DeLAND, Fla. – Elections workers in Volusia County spent much of Tuesday running vote-by-mail ballot envelopes through postage stamping machines and stacking them in boxes in preparation for the ballots to be delivered to voters’ homes.
While some Central Florida elections supervisors were able to get ballots to the post office before Hurricane Ian arrived last week, others intentionally waited for the bad weather to pass.
“We were scheduled to mail out our ballots last Thursday, on the 29th, and I said, ‘No, the storm is coming. We’re going to hold off,’” Volusia County Supervisor of Elections Lisa Lewis said. “So we’re mailing out tomorrow.”
With many Central Florida neighborhoods flooded and hurricane debris blocking roads, postal workers may be unable to deliver some of those ballots to voters’ homes in the coming days.
“If you don’t have a mail receptacle or if you’re out of your home right now, please contact your local post office where your mail would come through normally. They will hold it for you and you can pick it up there,” Lewis said. “If for any reason [vote-by-mail ballots] can’t be delivered and you don’t have it held, it will be returned to us because they are not forwarded.”
Voters who have requested a mail ballot and do not receive one are encouraged to contact their local Supervisor of Elections office for help.
“Florida Statutes provide a method of having the ballot mailed to an address other than the address of residence,” said Lake County Supervisor of Elections Alan Hays. “That process requires a signed request from the voter with the alternate address on it. The request must include either the voter’s driver’s license number or the last four digits of their social security number.”
Although Marion County sustained little damage from Hurricane Ian, elections officials are reminding voters that there are multiple ways to cast a ballot in the 2022 general election.
“If a voter doesn’t use their vote-by-mail ballot, either it didn’t arrive or they choose not to vote that method, they can just go to an early voting site or an Election Day polling place and vote in person,” said Marion County Supervisor of Elections Wesley Wilcox. “Our system automatically confirms the vote-by-mail ballot has not been returned, and then allows the in-person check-in.”
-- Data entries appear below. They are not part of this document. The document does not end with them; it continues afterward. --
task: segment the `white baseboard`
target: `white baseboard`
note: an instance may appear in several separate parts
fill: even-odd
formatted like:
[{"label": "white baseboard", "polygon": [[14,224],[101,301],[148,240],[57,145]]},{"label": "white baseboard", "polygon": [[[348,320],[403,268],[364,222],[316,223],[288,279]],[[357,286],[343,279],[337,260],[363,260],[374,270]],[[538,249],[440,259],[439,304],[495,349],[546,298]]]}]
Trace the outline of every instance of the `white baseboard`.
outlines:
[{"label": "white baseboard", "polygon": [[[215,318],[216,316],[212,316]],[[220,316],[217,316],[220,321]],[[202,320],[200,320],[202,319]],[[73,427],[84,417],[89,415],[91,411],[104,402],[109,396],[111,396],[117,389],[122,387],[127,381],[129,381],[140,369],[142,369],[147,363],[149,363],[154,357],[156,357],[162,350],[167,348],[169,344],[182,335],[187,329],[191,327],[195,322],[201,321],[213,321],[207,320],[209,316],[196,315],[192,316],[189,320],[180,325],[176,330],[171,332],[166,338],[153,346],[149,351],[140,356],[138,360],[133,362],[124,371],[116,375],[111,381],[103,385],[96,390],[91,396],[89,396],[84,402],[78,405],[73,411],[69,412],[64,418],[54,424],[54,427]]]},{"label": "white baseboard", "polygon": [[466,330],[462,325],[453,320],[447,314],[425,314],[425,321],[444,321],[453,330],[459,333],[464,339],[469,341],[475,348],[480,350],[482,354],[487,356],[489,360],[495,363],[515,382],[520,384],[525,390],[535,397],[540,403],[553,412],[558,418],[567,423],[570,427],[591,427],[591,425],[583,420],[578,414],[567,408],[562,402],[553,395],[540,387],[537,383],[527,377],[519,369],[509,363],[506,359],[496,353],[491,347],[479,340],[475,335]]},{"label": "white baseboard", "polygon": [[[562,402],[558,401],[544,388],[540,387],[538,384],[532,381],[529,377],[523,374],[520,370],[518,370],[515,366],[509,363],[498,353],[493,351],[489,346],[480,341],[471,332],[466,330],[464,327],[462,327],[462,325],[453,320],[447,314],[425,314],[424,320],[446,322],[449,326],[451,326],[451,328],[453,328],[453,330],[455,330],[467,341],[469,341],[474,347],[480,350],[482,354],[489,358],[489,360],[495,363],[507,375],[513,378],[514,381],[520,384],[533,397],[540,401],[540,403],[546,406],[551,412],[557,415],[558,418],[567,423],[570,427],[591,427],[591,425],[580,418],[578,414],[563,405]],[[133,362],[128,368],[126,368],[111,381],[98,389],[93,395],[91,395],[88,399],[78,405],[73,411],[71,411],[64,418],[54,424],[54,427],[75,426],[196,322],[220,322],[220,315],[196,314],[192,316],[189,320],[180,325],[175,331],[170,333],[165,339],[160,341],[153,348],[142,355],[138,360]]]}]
So far there are no reports that the hurricane damaged any early voting locations in Central Florida.
“We have nine early voting sites. They are good,” said Osceola County Supervisor of Elections Mary Jane Arrington. “Early voting will go on as planned.”
At least one Election Day polling location in Deltona was impacted by the storm, so Volusia County’s elections supervisor will soon begin searching for an alternative site.
“We’re going to be open for voting,” said Lewis. “Don’t you worry about that.”
The deadline to register to vote in the 2022 general election is Oct.11.
Vote-by-mail ballots can be requested through Oct. 29 and must be returned to the Supervisor of Elections office no later than 7:00 p.m. on Election Day Nov. 8.